Business in Vancouver reported on Monday evening that Canadian Tire-owned FGL Sports, which owns the Sport Chek and Atmosphere chain of stores, is scheduled to move in after Chapters.
Any new tenant should be into the space, which rents for hundreds of thousands of dollars a month, by December at the very latest, Mr. Smerdon said.
By that time, the massive makeover of the former Eaton's building across the street will be nearly completed, and high-end anchor tenant Nordstrom should be preparing to move in, which Mr. Smerdon said will be "like a 'good bomb' going off in downtown Vancouver."
Raymond Shoolman, a retail consultant with DIG360, agreed that Chapters's exit from the eastern edge of the Robson district signals the pull of the taste-making Nordstrom, which he predicted would open closer to September.
"Everyone's clamouring to be as close to Nordstrom's as possible," Mr. Shoolman said, adding that yoga-wear giant Lululemon recently moved its Robson store east. "Retail's all about traffic, it's all about people in the area, and the closer you are to a flagship like Nordstrom's everyone wants to be close so they can draw that traffic and compete."
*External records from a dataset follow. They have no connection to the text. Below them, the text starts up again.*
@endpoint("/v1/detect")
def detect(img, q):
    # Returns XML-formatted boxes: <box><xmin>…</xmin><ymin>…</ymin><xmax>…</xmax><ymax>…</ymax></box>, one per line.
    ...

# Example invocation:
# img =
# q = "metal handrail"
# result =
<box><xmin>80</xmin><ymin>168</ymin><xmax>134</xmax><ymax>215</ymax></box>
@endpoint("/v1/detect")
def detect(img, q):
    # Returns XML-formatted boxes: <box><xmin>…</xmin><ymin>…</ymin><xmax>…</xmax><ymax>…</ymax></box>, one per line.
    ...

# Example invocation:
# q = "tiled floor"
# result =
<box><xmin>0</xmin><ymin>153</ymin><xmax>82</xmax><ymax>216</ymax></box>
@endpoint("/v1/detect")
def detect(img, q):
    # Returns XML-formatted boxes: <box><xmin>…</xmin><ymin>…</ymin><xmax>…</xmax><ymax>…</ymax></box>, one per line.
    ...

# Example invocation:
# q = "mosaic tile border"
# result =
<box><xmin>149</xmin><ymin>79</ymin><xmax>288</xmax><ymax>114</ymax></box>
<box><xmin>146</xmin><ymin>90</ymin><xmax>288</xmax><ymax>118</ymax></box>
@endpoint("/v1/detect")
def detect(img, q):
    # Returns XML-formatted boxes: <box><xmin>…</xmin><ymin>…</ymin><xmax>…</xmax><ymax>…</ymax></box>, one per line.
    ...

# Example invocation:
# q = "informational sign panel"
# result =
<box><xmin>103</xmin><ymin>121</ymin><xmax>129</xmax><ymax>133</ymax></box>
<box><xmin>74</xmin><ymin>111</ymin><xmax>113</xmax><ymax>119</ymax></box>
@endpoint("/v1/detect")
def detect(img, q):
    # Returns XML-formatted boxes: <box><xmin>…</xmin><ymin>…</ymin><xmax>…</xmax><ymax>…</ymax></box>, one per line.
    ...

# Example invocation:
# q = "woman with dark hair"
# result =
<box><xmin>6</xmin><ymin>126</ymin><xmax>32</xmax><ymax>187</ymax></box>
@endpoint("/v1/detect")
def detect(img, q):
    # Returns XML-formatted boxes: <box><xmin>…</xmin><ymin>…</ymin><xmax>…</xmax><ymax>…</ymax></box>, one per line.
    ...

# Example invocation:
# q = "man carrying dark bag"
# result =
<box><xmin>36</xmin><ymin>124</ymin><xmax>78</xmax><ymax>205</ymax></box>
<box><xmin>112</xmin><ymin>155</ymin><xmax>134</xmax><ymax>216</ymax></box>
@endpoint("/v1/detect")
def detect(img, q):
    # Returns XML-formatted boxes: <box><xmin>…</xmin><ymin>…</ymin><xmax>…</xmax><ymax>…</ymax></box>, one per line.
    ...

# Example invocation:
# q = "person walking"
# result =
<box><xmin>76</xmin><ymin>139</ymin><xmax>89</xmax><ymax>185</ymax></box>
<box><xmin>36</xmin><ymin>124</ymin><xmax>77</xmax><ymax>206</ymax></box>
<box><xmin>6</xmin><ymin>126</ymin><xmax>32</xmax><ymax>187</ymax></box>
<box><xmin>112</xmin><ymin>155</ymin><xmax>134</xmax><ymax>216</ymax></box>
Indigo CEO Heather Reisman said in a news release that the landlord's rent increase "would quite simply make this vibrant, profitable store unprofitable" and that while it waits to move into a new space, it will temporarily move the American Girl specialty boutique now housed in the closing store to its other Vancouver location on Granville Street.
The boutique selling American Girl dolls, which cost more than $100, is one of only two in Canada. Ten years ago, such products "wouldn't even be found in a bookstore," but large sellers like Indigo are changing into "cultural department stores" that cater to a book-wary public capable of finding anything online, Mr. Smerdon said.
"They obviously recognize that what they're selling is no longer books, but culture, information and lifestyle, more than anything," he added.
Indigo did not say in its release whether the move would lead to layoffs, but stated that it is "working effectively" with its human resources department to "support their employees through this transition."